Language Models can be Logical Solvers
Jiazhan Feng, Ruochen Xu, Junheng Hao, Hiteshi Sharma, Yelong Shen, Dongyan Zhao, Weizhu Chen
TL;DR
LoGiPT directly imitates the reasoning process of logical solvers by training an open-source LM on solver-derived symbolic traces, thus bypassing NL-to-SL parsing errors that hamper traditional solver-augmented approaches.

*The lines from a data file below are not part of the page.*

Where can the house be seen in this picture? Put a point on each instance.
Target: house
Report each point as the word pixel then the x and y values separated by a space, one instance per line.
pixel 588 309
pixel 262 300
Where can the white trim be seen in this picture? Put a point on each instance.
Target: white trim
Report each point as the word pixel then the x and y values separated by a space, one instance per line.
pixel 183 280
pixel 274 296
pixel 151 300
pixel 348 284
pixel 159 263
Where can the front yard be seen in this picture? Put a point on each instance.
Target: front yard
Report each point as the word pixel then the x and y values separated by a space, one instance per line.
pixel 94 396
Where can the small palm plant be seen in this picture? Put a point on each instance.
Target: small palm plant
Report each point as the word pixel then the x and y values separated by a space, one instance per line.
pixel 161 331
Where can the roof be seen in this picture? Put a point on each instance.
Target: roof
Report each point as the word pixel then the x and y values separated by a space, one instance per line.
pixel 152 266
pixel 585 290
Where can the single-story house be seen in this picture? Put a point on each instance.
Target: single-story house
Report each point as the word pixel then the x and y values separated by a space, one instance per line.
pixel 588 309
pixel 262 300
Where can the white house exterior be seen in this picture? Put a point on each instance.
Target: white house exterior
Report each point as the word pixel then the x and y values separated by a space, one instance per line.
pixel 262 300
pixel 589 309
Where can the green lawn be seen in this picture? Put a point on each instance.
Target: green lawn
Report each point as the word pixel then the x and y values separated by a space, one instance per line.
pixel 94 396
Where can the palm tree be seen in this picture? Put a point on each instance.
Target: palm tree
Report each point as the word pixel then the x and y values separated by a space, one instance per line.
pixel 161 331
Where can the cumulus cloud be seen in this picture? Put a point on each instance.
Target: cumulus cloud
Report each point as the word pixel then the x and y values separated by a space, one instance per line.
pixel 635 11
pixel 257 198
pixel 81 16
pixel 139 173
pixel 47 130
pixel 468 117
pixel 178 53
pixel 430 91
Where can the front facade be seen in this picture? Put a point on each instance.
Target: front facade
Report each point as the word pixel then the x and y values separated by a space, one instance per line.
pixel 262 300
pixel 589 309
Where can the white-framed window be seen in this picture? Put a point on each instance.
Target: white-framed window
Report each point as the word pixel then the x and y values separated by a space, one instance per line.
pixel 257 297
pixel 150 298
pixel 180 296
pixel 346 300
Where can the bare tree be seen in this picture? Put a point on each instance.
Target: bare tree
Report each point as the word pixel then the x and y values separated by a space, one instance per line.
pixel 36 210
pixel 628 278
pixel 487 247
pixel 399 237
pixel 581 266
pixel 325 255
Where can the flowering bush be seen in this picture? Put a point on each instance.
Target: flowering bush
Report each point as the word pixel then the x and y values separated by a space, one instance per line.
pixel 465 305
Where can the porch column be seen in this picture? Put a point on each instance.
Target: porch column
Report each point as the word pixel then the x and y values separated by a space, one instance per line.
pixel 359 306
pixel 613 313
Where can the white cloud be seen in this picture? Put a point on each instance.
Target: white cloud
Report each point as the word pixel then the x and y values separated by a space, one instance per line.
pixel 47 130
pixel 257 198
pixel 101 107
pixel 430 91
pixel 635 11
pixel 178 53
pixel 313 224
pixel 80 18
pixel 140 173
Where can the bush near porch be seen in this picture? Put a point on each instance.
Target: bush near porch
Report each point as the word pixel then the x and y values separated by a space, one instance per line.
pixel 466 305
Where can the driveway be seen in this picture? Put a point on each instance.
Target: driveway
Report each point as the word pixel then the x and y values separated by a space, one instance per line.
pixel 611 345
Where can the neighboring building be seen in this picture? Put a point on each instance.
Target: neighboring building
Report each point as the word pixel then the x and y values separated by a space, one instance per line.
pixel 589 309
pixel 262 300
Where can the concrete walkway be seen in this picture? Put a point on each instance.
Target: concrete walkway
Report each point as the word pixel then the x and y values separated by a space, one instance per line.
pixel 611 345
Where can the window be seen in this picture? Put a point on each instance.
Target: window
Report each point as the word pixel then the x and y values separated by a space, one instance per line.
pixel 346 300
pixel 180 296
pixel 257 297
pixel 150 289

The authors construct a four-turn instruction-tuning dataset by revealing solver traces and fine-tune open-source LLMs to act as deductive solvers, outputting all implied facts given premises. Empirically, LoGiPT outperforms state-of-the-art solver-augmented LMs on ProofWriter and PrOntoQA, and in several setups matches or exceeds GPT-4 prompting, illustrating the viability of distilling symbolic solver reasoning into 13B-parameter models. The work introduces a practical, data-driven pipeline for encoding solver logic into neural models and highlights the importance of symbolic representations and carefully designed reasoning formats for robust deductive reasoning.
Abstract
Logical reasoning is a fundamental aspect of human intelligence and a key component of tasks like problem-solving and decision-making. Recent advancements have enabled Large Language Models (LLMs) to potentially exhibit reasoning capabilities, but complex logical reasoning remains a challenge. The state-of-the-art, solver-augmented language models, use LLMs to parse natural language logical questions into symbolic representations first and then adopt external logical solvers to take in the symbolic representations and output the answers. Despite their impressive performance, any parsing errors will inevitably result in the failure of the execution of the external logical solver and no answer to the logical questions. In this paper, we introduce LoGiPT, a novel language model that directly emulates the reasoning processes of logical solvers and bypasses the parsing errors by learning to strict adherence to solver syntax and grammar. LoGiPT is fine-tuned on a newly constructed instruction-tuning dataset derived from revealing and refining the invisible reasoning process of deductive solvers. Experimental results on two public deductive reasoning datasets demonstrate that LoGiPT outperforms state-of-the-art solver-augmented LMs and few-shot prompting methods on competitive LLMs like ChatGPT or GPT-4.